The near miss is an incredibly powerful learning tool, and one that is largely wasted. It carries all the information regarding a potential accident without someone actually getting hurt. Why would the culture of a plant discourage taking advantage of this golden resource?

“Confessing” a near miss suggests that I’ve done something stupid, taken a dangerous chance or even knowingly cut a corner and violated a safety procedure. I will have to explain the situation to my boss and the safety committee, and in the process, might set myself up for disciplinary action or even termination.
 

A hypothetical case

Let’s take the case of James, a senior mechanic. He’s doing a routine equipment repair. Engineering has made modifications to the equipment, and James is aware of this. He removes the control-box cover, and, as he has always done, reaches in for the control switch to deactivate the machine before locking it out. The switch has been relocated, and he unexpectedly finds his hand in a pinch point just as he is trying to shut down the machine. He withdraws his hand, barely avoiding getting caught in the gears as they mesh.

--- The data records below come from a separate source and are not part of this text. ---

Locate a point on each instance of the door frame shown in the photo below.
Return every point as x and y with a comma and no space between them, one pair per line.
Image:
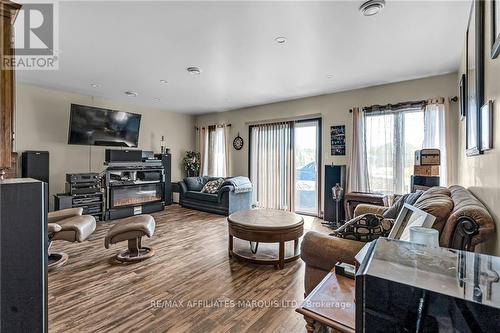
319,169
319,154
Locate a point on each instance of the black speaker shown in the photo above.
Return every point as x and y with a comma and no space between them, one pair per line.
23,256
35,164
166,160
334,174
123,155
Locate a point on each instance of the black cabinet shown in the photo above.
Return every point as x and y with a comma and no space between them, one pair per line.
166,161
23,255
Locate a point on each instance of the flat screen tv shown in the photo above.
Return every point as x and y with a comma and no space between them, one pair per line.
102,127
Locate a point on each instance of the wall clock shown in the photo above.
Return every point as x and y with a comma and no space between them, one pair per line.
238,142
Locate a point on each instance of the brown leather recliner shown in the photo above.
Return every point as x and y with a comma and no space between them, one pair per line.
69,225
462,221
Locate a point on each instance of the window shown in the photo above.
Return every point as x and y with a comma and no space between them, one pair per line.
217,149
391,140
214,150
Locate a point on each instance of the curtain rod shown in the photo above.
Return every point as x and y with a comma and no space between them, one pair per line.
214,125
404,104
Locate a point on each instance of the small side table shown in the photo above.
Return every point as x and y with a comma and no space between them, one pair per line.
331,304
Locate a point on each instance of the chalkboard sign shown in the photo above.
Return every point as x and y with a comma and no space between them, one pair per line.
337,139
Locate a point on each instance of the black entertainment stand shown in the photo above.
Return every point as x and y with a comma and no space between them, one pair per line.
134,188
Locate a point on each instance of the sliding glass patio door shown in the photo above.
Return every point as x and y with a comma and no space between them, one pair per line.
306,158
283,165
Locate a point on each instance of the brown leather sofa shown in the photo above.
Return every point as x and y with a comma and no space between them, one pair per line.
462,221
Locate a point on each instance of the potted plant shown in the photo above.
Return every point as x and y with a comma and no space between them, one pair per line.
191,163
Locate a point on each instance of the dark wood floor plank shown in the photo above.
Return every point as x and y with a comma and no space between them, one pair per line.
191,268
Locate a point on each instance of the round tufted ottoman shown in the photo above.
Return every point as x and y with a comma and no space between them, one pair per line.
132,229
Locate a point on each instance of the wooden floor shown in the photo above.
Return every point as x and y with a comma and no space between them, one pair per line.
190,285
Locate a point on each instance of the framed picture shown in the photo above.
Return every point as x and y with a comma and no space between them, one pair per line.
475,77
495,28
487,126
463,97
410,217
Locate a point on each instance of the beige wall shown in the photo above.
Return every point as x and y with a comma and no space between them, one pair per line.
42,120
481,173
334,110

James steps back, waits until the adrenaline rush passes, and looks around. He’s glad no one saw his error; at least he won’t have to explain himself to anyone. Very carefully, he looks in the control box, goes to the relocated switch, shuts the equipment off, locks out the controls, and proceeds to make the simple repair.

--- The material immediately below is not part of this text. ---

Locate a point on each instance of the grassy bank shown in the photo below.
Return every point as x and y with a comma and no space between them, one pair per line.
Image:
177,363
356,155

The same thing happens several nights later to TJ, one of the night shift mechanics. He missed the briefing where the engineering modifications were announced. But he too is lucky. And he too keeps quiet about it.
 

Workplaces can be full of “near misses” waiting to happen.

Safety smart — after the fact

A few weeks after James’s “near miss,” the same equipment is down again for a minor repair. The line has accumulated too much downtime this month, and Carlos, the second-shift mechanic, is under pressure to get it up and running quickly. He removes the lock, jumps the machine, and puts his hand in to deactivate the equipment. His buddy Jack says something to him, and Carlos glances at Jack just as the relocated gears mesh. He suffers a severe hand injury, is out of work for weeks and returns to light duty for two months with permanent limited mobility in his hand.

The ensuing investigation indicates the engineering upgrades were not sufficiently communicated to production or maintenance, a pinch-point hazard was created, and proper lockout procedures were not completely followed. New signage is posted at the controls, engineering makes some safety improvements, and an internal guard is installed to prevent a hand from being inserted into the new pinch point. Everyone is now alert to the hazard, and this accident does not occur again.

But why does it take an injury to make us wise up? The critical question is how to turn things around and capture these golden learning opportunities. Here are a few suggestions:

  1. Set up an anonymous “near-miss box,” similar to the venerable suggestion box, as a useful starting point. Reported events can then be discussed in safety meetings and appropriate steps taken to alert everyone to risks, as well trigger appropriate training and signage and encourage folks to watch out for each other in high-risk situations.
  2. Non-work examples can set the tone for discussion of work-related near-misses. Traffic stories are typically not work-related, and most of us have tales to tell. The same is true for at-home examples; most of us have had a near miss with ladders, lawn mowers, Weed Eaters, or kitchen stoves. Work your way up from non-work to work examples gradually until employees realize they are free to share this type of information about situations they face in the plant.
  3. “Protect” your employees when they talk about a near miss of their own, or one that they observed in a co-worker. Initially, employees may be uncomfortable and tentative about speaking up. Make sure that when they do, they are reinforced for their courage and willingness to take a chance to help others. The way the first few examples are managed will determine whether others will take the chance and talk about what they have experienced.

One of the single strongest markers of a healthy and positive safety culture is the way an organization deals with near misses. The question is not whether we have them — of course we do — but how we deal with them. What does your organization do with these golden opportunities?